Waria di Taman Lawang ini, tidak sembarang waria. Walaupun mereka pekerja seks komersil, mereka peduli akan kesehatannya. Saat berkumpul dengan sesama waria, mereka, membicarakan tentang HIV/AIDS.

Waria-waria di Taman Lawang, termasuk Helena, mengikuti kegiatan yang diadakan oleh organisasi yang melindungi waria dari HIV/AIDS di Srikandi sebanyak satu bulan sekali.

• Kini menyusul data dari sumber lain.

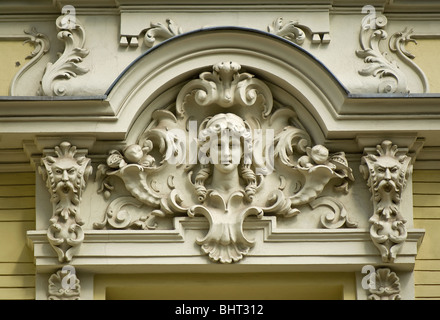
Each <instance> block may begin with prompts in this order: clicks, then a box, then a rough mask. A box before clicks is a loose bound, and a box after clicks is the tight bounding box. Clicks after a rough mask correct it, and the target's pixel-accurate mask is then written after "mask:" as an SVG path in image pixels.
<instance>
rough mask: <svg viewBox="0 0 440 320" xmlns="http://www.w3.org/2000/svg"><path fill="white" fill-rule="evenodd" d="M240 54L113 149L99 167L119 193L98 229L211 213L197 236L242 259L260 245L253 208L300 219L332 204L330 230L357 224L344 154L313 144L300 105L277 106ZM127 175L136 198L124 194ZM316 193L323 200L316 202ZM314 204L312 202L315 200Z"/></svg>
mask: <svg viewBox="0 0 440 320" xmlns="http://www.w3.org/2000/svg"><path fill="white" fill-rule="evenodd" d="M240 71H241V66H240V65H239V64H238V63H235V62H221V63H218V64H215V65H214V66H213V68H212V72H203V73H201V74H200V77H199V79H196V80H192V81H189V82H188V83H187V84H186V85H185V86H183V87H182V89H181V91H180V92H179V94H178V95H177V98H176V103H175V105H174V104H173V105H171V106H169V107H167V108H163V109H159V110H156V111H154V112H153V114H152V120H151V122H150V123H149V124H148V126H147V128H146V130H145V131H144V133H143V134H141V135H140V137H139V138H138V140H137V142H136V143H135V144H131V145H128V146H127V147H126V148H125V149H124V150H112V151H110V154H109V156H108V158H107V161H106V164H101V165H99V167H98V171H99V174H98V178H99V179H101V183H102V187H101V189H100V192H102V193H103V195H104V197H105V198H106V199H108V201H110V204H109V206H108V208H107V211H106V215H105V217H104V219H103V221H102V222H99V223H95V225H94V227H95V228H97V229H155V228H160V221H161V219H162V220H163V219H171V218H173V217H177V216H189V217H194V216H203V217H205V218H206V219H207V221H208V222H209V230H208V232H207V233H206V235H205V236H203V237H201V238H198V239H197V240H196V243H197V244H199V245H200V246H201V249H202V251H203V252H204V253H206V254H207V255H208V256H209V258H210V259H211V260H213V261H216V262H221V263H231V262H237V261H240V260H241V259H243V258H244V256H245V255H246V254H248V252H249V250H251V248H252V247H253V246H254V241H253V240H252V239H249V238H248V237H247V236H246V235H245V233H244V230H243V222H244V220H245V219H246V218H247V217H249V216H255V217H256V218H257V219H258V218H261V217H263V216H271V215H272V216H279V217H285V218H289V217H293V216H295V215H297V214H299V213H300V212H301V210H302V208H303V206H307V205H309V204H310V206H311V207H312V208H313V207H317V206H327V207H329V208H330V209H331V210H333V213H334V214H333V216H332V215H331V214H330V215H327V216H326V217H323V219H322V221H323V225H322V227H324V228H339V227H353V226H356V224H355V223H352V222H351V221H350V219H349V218H348V214H347V212H346V210H345V208H344V205H343V203H342V202H341V201H338V200H336V199H333V198H332V197H331V196H327V197H325V199H324V198H321V199H320V198H319V196H320V195H321V194H322V192H323V191H324V189H325V188H326V186H327V185H328V184H329V182H330V181H332V180H335V181H339V183H338V182H335V183H334V184H333V185H334V188H333V189H332V190H331V192H336V193H338V192H342V193H344V192H347V190H348V188H349V182H350V181H353V180H354V177H353V174H352V171H351V169H350V167H349V166H348V162H347V160H346V158H345V154H344V153H343V152H336V153H330V152H329V150H328V149H327V148H326V147H324V146H322V145H313V143H312V139H311V137H310V136H309V135H308V133H307V132H306V131H305V130H304V129H303V128H302V126H301V125H300V123H299V120H298V118H297V116H296V113H295V112H294V111H293V110H292V109H290V108H288V107H279V108H277V109H276V110H274V109H273V97H272V93H271V91H270V89H269V87H268V86H267V85H266V84H265V83H264V82H263V81H261V80H259V79H256V78H255V77H254V76H253V75H252V74H249V73H240ZM114 179H120V180H119V181H122V182H123V184H124V186H125V188H126V190H127V191H128V192H129V193H130V194H131V196H125V195H124V196H119V192H118V190H116V187H115V186H116V183H115V180H114ZM314 201H315V202H314ZM309 208H310V207H309Z"/></svg>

Selain diberikan penyuluhan tentang HIV/AIDS, para waria juga diperiksa kesehatannya serta disuntik HIV/AIDS. Hal ini dilakukan agar mereka peduli akan kesehatan sendiri.

Saat ditanya tentang keinginan untuk kembali menjadi normal, Helena tersenyum dan mengatakan bahwa ia belum mau untuk kembali normal. Ia masih merasa nyaman dengan keadaannya yang sekarang. Namun, ia berharap ada pekerjaan yang lebih layak sebagai seorang waria.

Helena berharap agar pemerintah bisa menyediakan lapangan pekerjaan bagi para waria. Menurutnya, lapangan pekerjaan untuk waria itu sempit. Dengan adanya lapangan pekerjaan bagi para waria, waria yang bekerja di Taman Lawang bisa berkurang atau bahkan tidak ada.